Tuesday, August 31, 2010

Using tar to Perform Incremental Dumps

Incremental backup is a special form of GNU tar archive that
stores additional metadata so that exact state of the file system
can be restored when extracting the archive.


GNU tar currently offers two options for handling incremental
backups: ‘--listed-incremental=snapshot-file’ (‘-g

snapshot-file
’) and ‘--incremental’ (‘-G’).



The option ‘--listed-incremental’ instructs tar to operate on
an incremental archive with additional metadata stored in a standalone
file, called a snapshot file. The purpose of this file is to help
determine which files have been changed, added or deleted since the
last backup, so that the next incremental backup will contain only
modified files. The name of the snapshot file is given as an argument
to the option:




--listed-incremental=file

-g file

Handle incremental backups with snapshot data in file.




To create an incremental backup, you would use
--listed-incremental’ together with ‘--create

(see section How to Create Archives). For example:


 
$ tar --create \
--file=archive.1.tar \
--listed-incremental=/var/log/usr.snar \
/usr



This will create in ‘archive.1.tar’ an incremental backup of
the ‘/usr’ file system, storing additional metadata in the file
/var/log/usr.snar’. If this file does not exist, it will be
created. The created archive will then be a level 0 backup;
please see the next section for more on backup levels.

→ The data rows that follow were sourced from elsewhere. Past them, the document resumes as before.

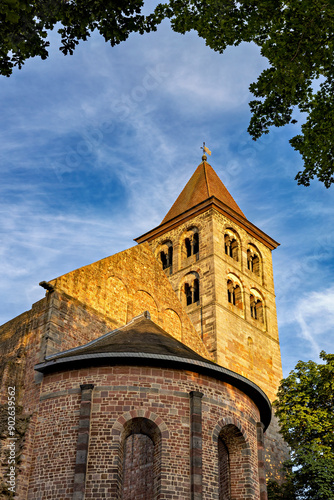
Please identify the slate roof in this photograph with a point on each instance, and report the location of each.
(140, 335)
(142, 342)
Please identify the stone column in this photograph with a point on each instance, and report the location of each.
(261, 461)
(82, 442)
(196, 472)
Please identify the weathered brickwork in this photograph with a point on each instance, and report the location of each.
(57, 322)
(159, 397)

Otherwise, if the file ‘/var/log/usr.snar’ exists, it
determines which files are modified. In this case only these files will be
stored in the archive. Suppose, for example, that after running the
above command, you delete file ‘/usr/doc/old’ and create
directory ‘/usr/local/db’ with the following contents:


 
$ ls /usr/local/db
/usr/local/db/data
/usr/local/db/index


Some time later you create another incremental backup. You will
then see:


 
$ tar --create \
--file=archive.2.tar \
--listed-incremental=/var/log/usr.snar \
/usr

tar: usr/local/db: Directory is new
usr/local/db/
usr/local/db/data
usr/local/db/index


The created archive ‘archive.2.tar’ will contain only these
three members. This archive is called a level 1 backup. Notice
that ‘/var/log/usr.snar’ will be updated with the new data, so if
you plan to create more ‘level 1’ backups, it is necessary to
create a working copy of the snapshot file before running

tar. The above example will then be modified as follows:


 
$ cp /var/log/usr.snar /var/log/usr.snar-1
$ tar --create \
--file=archive.2.tar \
--listed-incremental=/var/log/usr.snar-1 \
/usr





You can force ‘level 0’ backups either by removing the snapshot
file before running tar, or by supplying the

--level=0’ option, e.g.:


 
$ tar --create \
--file=archive.2.tar \
--listed-incremental=/var/log/usr.snar-0 \
--level=0 \
/usr



Incremental dumps depend crucially on time stamps, so the results are
unreliable if you modify a file's time stamps during dumping (e.g.,
with the ‘--atime-preserve=replace’ option), or if you set the clock
backwards.




Metadata stored in snapshot files include device numbers, which,
obviously are supposed to be non-volatile values. However, it turns
out that NFS devices have undependable values when an automounter
gets in the picture. This can lead to a great deal of spurious
redumping in incremental dumps, so it is somewhat useless to compare
two NFS devices numbers over time. The solution implemented
currently is to consider all NFS devices as being equal
when it comes to comparing directories; this is fairly gross, but
there does not seem to be a better way to go.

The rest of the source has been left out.